Nordic payments group Nets is planning to merge with German peer Concardis, in a reported $6bn transaction.
The two companies announced that Concardis would merge with Nets, to form a company with €1.3bn (£1.1bn) of annual net revenue. The deal will create a business with 2018 earnings before interest, tax, depreciation and amortization of €500m ($587m) on revenue and 3,500 staff. The merger is priced at roughly $6bn according to a report by Reuters.
Private equity giants Advent and Bain, who own Germany-based Concardis, will swap their holdings in Concardis for Nets shares. Their peer Hellman & Friedman, which backs the Scandinavia-headquartered Nets, will see its holding diluted.
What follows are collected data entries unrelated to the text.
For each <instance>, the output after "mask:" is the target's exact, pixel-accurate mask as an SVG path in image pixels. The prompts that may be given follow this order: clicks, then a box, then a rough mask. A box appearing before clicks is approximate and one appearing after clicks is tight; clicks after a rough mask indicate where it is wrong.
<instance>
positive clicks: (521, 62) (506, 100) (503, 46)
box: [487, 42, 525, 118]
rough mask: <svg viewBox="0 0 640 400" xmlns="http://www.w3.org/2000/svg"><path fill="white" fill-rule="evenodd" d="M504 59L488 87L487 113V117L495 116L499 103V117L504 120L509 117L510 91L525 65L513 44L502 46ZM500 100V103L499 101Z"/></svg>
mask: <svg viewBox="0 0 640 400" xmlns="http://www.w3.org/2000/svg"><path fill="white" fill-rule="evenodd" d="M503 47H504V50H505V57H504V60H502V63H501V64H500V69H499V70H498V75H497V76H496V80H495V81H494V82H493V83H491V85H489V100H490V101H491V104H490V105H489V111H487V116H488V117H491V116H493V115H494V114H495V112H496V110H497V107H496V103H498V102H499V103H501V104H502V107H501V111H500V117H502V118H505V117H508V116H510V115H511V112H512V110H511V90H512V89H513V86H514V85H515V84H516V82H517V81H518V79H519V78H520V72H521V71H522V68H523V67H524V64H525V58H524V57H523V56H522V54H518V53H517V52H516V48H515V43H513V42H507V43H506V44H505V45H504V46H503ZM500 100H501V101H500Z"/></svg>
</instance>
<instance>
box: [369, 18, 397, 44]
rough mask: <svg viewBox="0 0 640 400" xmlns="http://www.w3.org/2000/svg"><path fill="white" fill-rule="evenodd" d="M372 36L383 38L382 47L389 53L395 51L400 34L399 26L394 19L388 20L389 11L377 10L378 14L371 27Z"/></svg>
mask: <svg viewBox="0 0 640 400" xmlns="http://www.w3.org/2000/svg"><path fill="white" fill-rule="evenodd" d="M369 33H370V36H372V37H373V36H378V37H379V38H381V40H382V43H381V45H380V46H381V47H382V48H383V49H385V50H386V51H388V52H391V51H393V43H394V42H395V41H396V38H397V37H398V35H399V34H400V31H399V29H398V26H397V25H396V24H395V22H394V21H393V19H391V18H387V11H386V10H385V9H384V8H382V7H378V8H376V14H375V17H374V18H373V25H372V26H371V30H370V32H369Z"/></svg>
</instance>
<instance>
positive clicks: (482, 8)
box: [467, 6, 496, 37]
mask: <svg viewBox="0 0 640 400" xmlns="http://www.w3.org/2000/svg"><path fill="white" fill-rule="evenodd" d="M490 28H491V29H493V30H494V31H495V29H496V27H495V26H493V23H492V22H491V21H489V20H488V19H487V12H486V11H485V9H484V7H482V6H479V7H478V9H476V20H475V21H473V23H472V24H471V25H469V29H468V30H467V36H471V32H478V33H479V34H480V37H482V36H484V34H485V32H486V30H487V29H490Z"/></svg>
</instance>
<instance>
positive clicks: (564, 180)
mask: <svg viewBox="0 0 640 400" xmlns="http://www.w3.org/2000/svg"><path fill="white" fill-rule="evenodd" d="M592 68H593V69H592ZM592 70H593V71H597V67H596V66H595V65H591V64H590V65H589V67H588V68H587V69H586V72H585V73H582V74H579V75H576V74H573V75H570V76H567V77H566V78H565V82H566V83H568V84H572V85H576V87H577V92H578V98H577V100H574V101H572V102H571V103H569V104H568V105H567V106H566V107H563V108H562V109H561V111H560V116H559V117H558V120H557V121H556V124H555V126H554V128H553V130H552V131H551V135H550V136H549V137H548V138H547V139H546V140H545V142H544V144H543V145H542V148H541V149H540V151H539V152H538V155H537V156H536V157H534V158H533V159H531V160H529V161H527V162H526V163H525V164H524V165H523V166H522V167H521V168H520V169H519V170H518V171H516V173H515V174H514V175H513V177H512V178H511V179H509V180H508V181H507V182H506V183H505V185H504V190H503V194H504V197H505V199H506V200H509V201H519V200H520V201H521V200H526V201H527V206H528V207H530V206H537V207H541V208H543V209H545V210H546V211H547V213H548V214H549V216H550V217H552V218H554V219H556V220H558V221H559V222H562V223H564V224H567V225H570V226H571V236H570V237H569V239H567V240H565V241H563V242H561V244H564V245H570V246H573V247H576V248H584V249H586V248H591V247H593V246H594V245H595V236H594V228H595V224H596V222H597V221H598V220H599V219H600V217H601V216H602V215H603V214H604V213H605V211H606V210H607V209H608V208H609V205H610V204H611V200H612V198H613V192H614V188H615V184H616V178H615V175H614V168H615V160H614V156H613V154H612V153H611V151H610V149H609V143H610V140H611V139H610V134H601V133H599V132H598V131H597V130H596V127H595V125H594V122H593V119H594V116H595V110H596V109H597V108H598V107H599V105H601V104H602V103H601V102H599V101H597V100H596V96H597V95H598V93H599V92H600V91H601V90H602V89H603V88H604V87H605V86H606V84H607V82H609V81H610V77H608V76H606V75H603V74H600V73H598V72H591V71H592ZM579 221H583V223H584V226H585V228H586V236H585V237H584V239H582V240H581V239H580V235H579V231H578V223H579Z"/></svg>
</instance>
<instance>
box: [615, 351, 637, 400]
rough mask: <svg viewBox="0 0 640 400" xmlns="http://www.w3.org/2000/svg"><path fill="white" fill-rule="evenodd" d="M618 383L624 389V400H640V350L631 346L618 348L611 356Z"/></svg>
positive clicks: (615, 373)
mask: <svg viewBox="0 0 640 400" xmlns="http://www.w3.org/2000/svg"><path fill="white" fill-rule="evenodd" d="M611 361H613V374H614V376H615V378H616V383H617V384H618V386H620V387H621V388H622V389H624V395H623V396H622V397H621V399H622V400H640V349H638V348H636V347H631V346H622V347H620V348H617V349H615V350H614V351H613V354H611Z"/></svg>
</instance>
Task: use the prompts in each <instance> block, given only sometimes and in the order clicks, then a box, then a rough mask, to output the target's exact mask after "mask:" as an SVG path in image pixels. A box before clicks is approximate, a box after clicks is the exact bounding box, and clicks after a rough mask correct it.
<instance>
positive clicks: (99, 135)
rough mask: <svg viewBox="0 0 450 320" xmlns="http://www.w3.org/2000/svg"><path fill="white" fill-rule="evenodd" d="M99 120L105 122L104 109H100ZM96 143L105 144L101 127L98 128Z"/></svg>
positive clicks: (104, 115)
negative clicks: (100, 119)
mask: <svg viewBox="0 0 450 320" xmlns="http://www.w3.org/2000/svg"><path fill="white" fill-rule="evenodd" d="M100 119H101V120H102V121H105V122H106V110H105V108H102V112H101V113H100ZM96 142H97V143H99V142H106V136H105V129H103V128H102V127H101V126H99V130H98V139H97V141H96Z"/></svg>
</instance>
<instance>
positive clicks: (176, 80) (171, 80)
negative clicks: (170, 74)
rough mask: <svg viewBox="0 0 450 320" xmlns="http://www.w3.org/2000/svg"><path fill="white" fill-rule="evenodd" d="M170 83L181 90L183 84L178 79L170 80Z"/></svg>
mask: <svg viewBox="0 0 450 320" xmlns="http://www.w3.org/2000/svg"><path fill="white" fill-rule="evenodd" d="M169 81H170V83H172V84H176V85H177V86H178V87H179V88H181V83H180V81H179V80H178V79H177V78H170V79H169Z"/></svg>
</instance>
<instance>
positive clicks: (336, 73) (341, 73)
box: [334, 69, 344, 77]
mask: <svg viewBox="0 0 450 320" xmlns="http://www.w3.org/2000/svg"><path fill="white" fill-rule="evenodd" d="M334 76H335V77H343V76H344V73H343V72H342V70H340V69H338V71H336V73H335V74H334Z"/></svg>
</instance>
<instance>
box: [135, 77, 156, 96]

Advent and Bain formerly owned Nets as well as Concardis, before listing the business in 2016. Hellman & Friedman took it private again earlier this year, though Advent and Bain remained minority investors.
Nets is a trusted partner to more than 300,000 merchants, including 30,000 online merchants, more than 240,000 enterprises and over 240 banks across the Nordic and Baltic regions.
Its services for merchants include Storebox, the digital receipt and loyalty solution, an option to tailor offerings to their customers, its MyPayment App that gives the user relevant data and insights about their customers, and Dynamic Currency Conversion (DCC) that lets merchants’ customers pay in their own currency when travelling abroad.
In 2017, Nets’ Merchant Services acquired approximately two billion card transactions from international branded cards with a transaction value of around DKK 528bn.
With increase3d regaultion pushing payments companies to invest in compliance, many have been forced to consolidate.
Worldline recently bought Switzerland’s Six Payment Services, while London-based FinTech investor Anacap bought out e-commerce specialist Heidelpay last year.